L’opposition dite « majoritaire », est-elle aussi, confinée ? En pleine crise sanitaire liée au  coronavirus, les partis politiques tentent de relever ce dilemme : faire entendre leurs voix sans apparaître en rupture avec l’union nationale souhaitée par Macky SALL pour combattre l’épidémie. Dès le début, le chef de l’Etat avait ainsi convié « tous les acteurs politiques […] à s’inscrire dans cette unité nationale ». En file indienne il a reçu les politiciens connus pour mieux profiter son coup de tir.

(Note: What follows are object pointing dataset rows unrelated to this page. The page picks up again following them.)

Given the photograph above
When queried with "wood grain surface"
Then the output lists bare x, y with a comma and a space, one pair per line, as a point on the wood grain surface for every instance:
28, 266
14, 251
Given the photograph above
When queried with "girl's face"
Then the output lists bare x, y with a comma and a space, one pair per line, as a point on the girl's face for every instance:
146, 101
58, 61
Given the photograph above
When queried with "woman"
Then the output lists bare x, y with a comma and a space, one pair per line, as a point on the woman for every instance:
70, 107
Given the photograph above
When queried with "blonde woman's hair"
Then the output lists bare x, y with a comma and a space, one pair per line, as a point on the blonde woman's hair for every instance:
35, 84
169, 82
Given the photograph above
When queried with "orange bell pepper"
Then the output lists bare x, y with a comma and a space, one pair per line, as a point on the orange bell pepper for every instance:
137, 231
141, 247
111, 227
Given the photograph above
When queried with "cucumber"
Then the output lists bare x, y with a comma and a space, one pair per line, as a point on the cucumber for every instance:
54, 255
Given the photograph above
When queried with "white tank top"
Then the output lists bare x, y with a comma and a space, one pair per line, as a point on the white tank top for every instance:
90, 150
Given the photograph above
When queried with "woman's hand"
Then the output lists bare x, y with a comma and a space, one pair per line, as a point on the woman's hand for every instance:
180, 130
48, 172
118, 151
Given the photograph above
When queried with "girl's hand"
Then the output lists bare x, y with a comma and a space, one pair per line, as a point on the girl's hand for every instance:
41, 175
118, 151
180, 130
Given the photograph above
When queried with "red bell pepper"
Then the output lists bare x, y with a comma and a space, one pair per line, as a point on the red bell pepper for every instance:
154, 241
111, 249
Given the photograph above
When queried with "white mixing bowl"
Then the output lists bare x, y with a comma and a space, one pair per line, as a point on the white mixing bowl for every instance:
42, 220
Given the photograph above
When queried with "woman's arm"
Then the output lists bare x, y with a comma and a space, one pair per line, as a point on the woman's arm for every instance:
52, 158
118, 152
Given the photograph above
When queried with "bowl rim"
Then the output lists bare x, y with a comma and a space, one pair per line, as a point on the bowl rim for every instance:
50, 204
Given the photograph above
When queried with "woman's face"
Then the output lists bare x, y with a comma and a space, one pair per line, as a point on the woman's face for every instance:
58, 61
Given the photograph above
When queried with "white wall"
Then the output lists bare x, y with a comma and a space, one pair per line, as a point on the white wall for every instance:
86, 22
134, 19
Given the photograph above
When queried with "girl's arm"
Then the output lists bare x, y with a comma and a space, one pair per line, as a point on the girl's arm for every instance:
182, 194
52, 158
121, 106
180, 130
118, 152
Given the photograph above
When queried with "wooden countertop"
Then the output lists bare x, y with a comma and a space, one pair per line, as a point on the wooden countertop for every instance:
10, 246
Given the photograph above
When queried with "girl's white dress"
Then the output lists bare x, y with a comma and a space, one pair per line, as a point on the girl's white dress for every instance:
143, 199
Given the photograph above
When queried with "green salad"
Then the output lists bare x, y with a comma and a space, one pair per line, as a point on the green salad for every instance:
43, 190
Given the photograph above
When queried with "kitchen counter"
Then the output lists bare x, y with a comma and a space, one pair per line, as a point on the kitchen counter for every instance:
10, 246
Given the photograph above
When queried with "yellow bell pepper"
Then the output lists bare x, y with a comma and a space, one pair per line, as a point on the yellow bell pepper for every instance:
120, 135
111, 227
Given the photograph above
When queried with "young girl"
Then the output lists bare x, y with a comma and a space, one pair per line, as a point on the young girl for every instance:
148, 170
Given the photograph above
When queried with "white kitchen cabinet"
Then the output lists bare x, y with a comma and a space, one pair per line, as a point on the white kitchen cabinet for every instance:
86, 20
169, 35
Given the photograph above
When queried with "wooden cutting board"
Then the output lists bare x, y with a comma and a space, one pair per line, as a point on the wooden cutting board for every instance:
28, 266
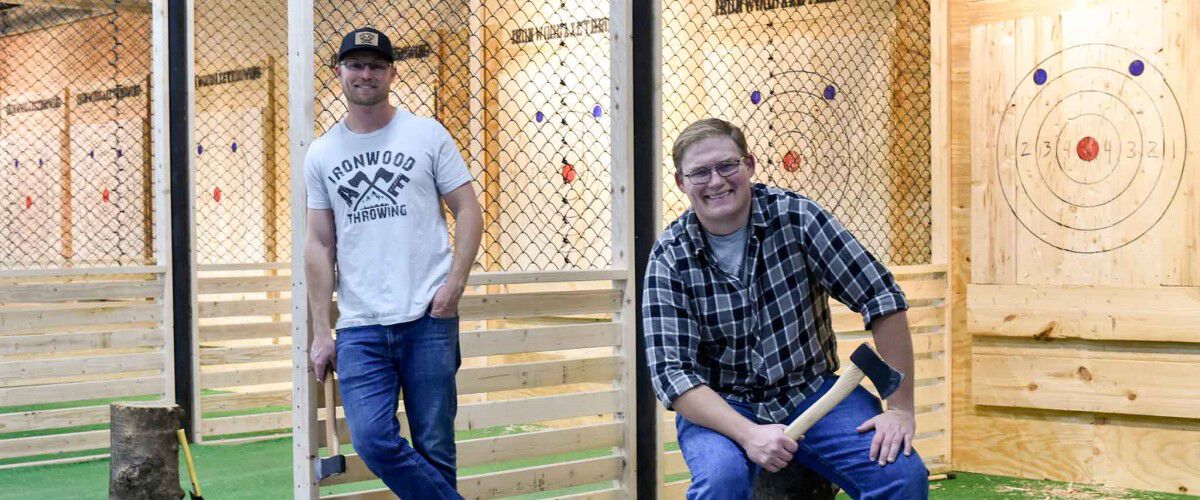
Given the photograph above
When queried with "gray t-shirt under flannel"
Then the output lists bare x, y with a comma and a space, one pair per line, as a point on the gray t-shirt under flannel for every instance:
729, 250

Et  lors de sa dernière allocution, Macky SALL a appelé à « bâtir un autre projet dans la concorde […] avec toutes les composantes de notre nation » en mettant en place un comité de pilotage pour sa solution « du vivre – distribution de denrée alimentaire de première nécessité ». Cette solution a trouvé un écho dans toute l’étendue territoriale.

S’opposer malgré les demandes d’unité, est une nécessité

Nous sommes dans un état d’esprit d’union nationale, mais cela ne veut pas dire mettre la poussière sous le tapis, car il y a de nombreuses interrogations. C’est d’ailleurs notre rôle lors des QAG [questions au gouvernement] : relayer les attentes concrètes des Sénégalais sans être dans les polémiques politiciennes. Si des responsables de politique comme Ousmane Sonko, ont ainsi voté non la loi d’habilitation, les autres dits opposants majoritaires sont restés muets face à la situation du pays à l’exception de Boubacar CAMARA et Barthélémy DIAS. Le président et son équipe continuent de laisser des zones de « flou » concernant les tests sur le virus, les écoles (l’année scolaire) ou les mesures économiques.

Dans ces moments difficiles, les oppositions ne doivent pas être stériles. L’unité nationale ne peut se faire sur le dos des Sénégalais. C’est pourquoi nous continuons à dénoncer les non-dits du gouvernement sur le nombre cas de sénégalais à l’intérieur comme à l’extérieur du pays, l’insuffisance des moyens mis en place pour assurer les tests, le manque de plan économique en cas de sortie de déconfinement, le manque de visibilité sur l’année scolaire en cours etc. Notre rôle, c’est de rester vigilants.

Innover pour se faire entendre

Depuis le début de la crise, l’exécutif est très présent dans les médias. Entre les interviews de ministres, les interventions régulières ou les allocutions de Macky SALL, l’opposition peine parfois à se faire entendre. Il y a des raisons objectives : les Sénégalais ont envie d’écouter l’exécutif, ce sont eux qui sont au pouvoir. Ils veulent savoir à quelle sauce ils vont être mangés, n’oubliant que la crise est d’abord sanitaire avant d’être alimentaire.

On aimerait que l’opposition soit plus entendue, cependant il y a un traitement médiatique un peu légitimiste : le pouvoir en place a plus la parole, mais vu la situation, Ousmane SONKO tente de faire son possible au parlement, Abdoul MBAYE, Barthélémy DIAS et Boubacar CAMARA tentent d’innover en utilisant les réseaux sociaux pour donner leur point de vue et éclairer les sénégalais du Web 2.2 ». Je dis bravo à vous !  C’est le moment politique qui veut ça, les gens vivent une période compliquée, ce n’est pas le climat idéal pour le débat démocratique habituel, mais nous continuons d’infuser des idées par des tribunes ou des prises de paroles.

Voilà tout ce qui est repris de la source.